Último Tipo, quatro artistas. Bela marca, sabor trocadilho, neon, cartaz… Nada disso, a ingenuidade parou noutra estação. O nome carrega uma reflexão sobre o universo reprodutibilidade, moda, máquina cultural vomitando “novas” para serem devoradas hoje, esquecidas amanhã. Até surgir outro “tipo” e mais outro e outro… O consumo não pode parar, prega a regra do dia.
Dois extremos do mercado de arte. Serial: reprodução ou até melhoria de determinada matriz. Matricial: original replicável apenas em cópias. Um repagina algo já construído. Outro levanta novos edifícios na cidadela da canção. Ambas têm méritos. Todo artista, no fundo, desfila nessa escala, ocupando aí pontos diferentes em momentos diversos. Alguns, aliás, foram industriais (Lado A) e artesanais (Lado B) no mesmo disco. Salve o vinil!
A canção popular brasileira de consumo, não podia ser de outro modo, tenciona seu arco criativo entre esses polos. Sinhô, década de 1920, forjou um samba urbano que, sucesso, foi seriado até por ele mesmo. Se tomo a musicalidade de Tom Jobim, ela se reproduziu em Carlos Lyra, Roberto Menescal e Chico Buarque, mas virou outras matrizes com Edu Lobo, Baden Powell e Jorge Ben.
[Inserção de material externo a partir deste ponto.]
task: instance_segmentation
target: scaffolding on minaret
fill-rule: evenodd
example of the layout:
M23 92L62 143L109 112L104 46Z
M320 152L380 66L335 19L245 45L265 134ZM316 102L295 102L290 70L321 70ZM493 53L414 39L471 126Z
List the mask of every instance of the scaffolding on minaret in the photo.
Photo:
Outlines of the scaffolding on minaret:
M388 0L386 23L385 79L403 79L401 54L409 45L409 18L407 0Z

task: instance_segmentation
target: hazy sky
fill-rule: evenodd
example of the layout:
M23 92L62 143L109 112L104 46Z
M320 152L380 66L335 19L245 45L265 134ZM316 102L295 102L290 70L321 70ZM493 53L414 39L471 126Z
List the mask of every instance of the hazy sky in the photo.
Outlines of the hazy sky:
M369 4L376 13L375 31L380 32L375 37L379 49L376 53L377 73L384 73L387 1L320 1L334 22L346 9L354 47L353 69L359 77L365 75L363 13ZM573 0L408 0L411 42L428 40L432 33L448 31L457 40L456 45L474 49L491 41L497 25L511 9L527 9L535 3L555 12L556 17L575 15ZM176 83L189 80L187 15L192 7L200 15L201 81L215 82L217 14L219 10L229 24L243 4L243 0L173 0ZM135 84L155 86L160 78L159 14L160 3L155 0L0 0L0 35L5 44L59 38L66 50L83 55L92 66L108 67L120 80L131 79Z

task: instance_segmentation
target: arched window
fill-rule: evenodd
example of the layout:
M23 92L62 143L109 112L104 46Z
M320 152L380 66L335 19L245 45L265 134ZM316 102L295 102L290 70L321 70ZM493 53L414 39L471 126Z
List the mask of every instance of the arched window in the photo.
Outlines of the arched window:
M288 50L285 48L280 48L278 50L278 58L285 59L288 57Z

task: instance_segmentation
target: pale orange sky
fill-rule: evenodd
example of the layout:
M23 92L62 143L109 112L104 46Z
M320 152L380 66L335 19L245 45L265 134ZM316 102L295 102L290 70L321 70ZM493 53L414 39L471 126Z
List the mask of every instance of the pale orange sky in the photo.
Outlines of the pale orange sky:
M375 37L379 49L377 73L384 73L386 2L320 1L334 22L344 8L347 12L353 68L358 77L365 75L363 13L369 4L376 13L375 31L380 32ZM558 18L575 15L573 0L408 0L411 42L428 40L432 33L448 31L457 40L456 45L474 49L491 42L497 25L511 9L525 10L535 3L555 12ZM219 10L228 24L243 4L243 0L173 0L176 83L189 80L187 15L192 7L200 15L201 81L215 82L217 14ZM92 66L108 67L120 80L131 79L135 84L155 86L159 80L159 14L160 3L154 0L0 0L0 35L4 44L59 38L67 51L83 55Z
Quem chega à obra do Último Tipo escuta cheiro de mil temperos. Cozinha de base cancional, despensa com Nelson Rodrigues e samba, Dalí e Milton, Quintana e Itamar, Mazzaropi e Schoöenberg, sustentabilidade e sarcasmo, naïf e cérebro. Um pomar estapafúrdio digerido coletivamente em vinte e cinco anos. Tempo demais para ser comercial, tempo de sobra para conquistar o duro posto de matriz, isto é, de Primeiro Tipo.
Último Tipo, quatro artistas nucleares, complexos, bomba pelo avesso. Como fosse hoje: “Como chamam?” Déo, Jara, Lóra e Velú. Fez-se a primeira redondilha. Nenhum deles uma coisa só. Especialidade é da canção maquinal, tudo ao mesmo tempo agora é pra poucos. Todos cantam e tocam o coração. Usina que encena, costura, dança, escreve, adapta, musica, gerencia, arranja, ilumina, pinta, fabrica a sinestesia geral. Se você gosta de cada arte na sua cadeira, melhor nem sentar nessa mesa.
Vivemos a era do registro multimídia. Nunca se capturou performances com tantos meios simultâneos. O problema é que o artista também fica preguiçoso. Fulano não toca com a mão. Sicrana só canta gravíssimo. Beltrano despeita figurino. Fulana acha que mixagem é maquiagem. E multimídia bem produzida salva total, todo mundo gostoso e updated.
Com Déo-Jara-Lóra-Velú a simultaneidade rola da fonte. Não se trata de catar bandinha de mpb-rock e amplificá-la em sites, roteiros e clipes. Ao contrário, aqui os shows crescem de alicerce composto. Letra brota com figurino. Acorde é montado com cenário. Diálogos preveem luz. Agudo colhe uma estrela. A multimídia, claro, salva a mediocridade à vontade, mas leva uma sova da criação incontida.
Ouvir CD (Último Tipo, 2002) ou assistir DVD (O Livro de Rebeca, 2009) dessa gente é algo de inusitado. Vozes querem rasgar o alto-falante, imagens fugir da tela. Se marcar, eles pulam pra sua sala. E se estiver no show – chance de saber do que falo – de repente você vai pro tablado. Último Tipo fronteiras movediças entre artes, públicos e criadores. A tecnologia holográfica vem aí, talvez reproduza um naco desse espetáculo na minha-casa-minha-vida, mas sem a vibração e suor de serem múltiplos e únicos no palco.